In 1989 the Lizard’s Tail opened at 99 South 6th Street, fast by the Williamsburg Bridge. The following year they started producing enormous one-off blowouts in the warehouses along the waterfront. In 1991, another group of artists started Keep Refrigerated at 90 North 11th Street. Out of “the Fridge” came Lalalandia and later fakeshop. These spawned more than a dozen environments around Williamsburg in the space of five years, including clubs, lounges, a restaurant, and even a school bus “shuttle” to get around to them all. There were performance and theater companies that provided spectacle, rappelling down the sides of grain silos, and even providing some buoyancy now and then in the East River.

As much as possible, music and performance were required to support the whole environment, blend with it, become a concrete part of its idea. The conceptualist Ken Butler took ideas about concrete music and prepared instruments, and extended them to fully-realized “hybrid instruments”—a cello made from a rifle, for example. Butler of course has recorded on the Knitting Factory label.
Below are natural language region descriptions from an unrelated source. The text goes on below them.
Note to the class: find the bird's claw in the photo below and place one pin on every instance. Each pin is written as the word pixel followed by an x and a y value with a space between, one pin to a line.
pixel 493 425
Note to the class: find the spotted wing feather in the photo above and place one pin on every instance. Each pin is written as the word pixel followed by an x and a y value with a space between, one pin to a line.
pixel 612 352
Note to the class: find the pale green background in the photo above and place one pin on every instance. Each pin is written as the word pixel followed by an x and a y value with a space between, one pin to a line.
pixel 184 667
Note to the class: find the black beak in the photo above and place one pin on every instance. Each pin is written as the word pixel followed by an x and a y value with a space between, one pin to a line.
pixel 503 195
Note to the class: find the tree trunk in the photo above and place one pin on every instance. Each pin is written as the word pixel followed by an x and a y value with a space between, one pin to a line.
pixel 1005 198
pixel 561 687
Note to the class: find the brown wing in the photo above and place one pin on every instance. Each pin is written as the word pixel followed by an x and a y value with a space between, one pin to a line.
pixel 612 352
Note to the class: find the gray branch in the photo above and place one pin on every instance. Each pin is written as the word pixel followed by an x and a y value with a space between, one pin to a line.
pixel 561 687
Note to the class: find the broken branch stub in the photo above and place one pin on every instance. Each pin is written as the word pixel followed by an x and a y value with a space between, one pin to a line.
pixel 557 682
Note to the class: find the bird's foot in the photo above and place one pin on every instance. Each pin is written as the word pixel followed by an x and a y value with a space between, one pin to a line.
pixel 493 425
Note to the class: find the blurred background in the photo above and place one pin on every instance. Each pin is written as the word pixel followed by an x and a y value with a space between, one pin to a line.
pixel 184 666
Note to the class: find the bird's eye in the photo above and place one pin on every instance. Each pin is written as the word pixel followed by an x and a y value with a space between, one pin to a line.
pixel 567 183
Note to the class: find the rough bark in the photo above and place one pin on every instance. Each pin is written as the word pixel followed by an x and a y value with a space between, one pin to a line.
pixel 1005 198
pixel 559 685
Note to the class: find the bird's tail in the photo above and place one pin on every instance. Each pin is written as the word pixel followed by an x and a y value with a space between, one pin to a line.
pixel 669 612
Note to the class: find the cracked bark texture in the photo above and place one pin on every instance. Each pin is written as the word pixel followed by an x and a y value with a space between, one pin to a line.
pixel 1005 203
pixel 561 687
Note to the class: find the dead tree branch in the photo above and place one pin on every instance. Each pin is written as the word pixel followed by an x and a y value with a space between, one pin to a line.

At the Knitting Factory on October 30 was Jonathan Kane’s February, a blistering avant-blues quintet. The set was awesome and rather cinematic. The only catch was that one of the band’s guitarists, Peg Simone, is really hot and I couldn’t take my eyes off her. But this band is smokin’. I got a quick word backstage with the virtuoso drummer himself, and it turns out Kane was in the Sirens with Dina Emerson, the diva of Williamsburg in the early 90s. Dina also collaborated often with Ken Butler. Brian DeWann, Billy Basinksi, and the award-winning Jamie Mereness are other names to check from the early audio-frontier of Williamsburg and downtown.

Williamsburg has generally not been known for movements. It is a pluralistic culture, and the rise of the neighborhood as an art center corresponds with the end of an era that required neatly packaged movements. Yet the warehouse scene was a strikingly collaborative and stylistically consistent enterprise. Writing in 1998 in Domus magazine, the architect Suzan Wines perhaps best summed it up as “immersive culture.”

The movement has fanned out into the world and inflected the culture. One of its descendents is Galapagos, which was on North 6th Street between Wythe and Kent avenues, until it moved to Dumbo for twice the space at half the rent.

So how difficult is it to get a gig at the Knitting Factory. And also, do they allow bestiaries, or is it primarily just for bands.

“It’s not that hard to get a gig,” says Zach Jeager, the manager at the Brooklyn Knit. “On the other hand, we’re not Bowery priests. We are curators, we work off our taste, and we’re into growing and developing acts. We’re not going to be that venue that’s trying to make revenue by booking five bands a night, with each band bringing in 20 people.

Any plans for amphibious life?


“Yes. We are definitely open to burlesque.”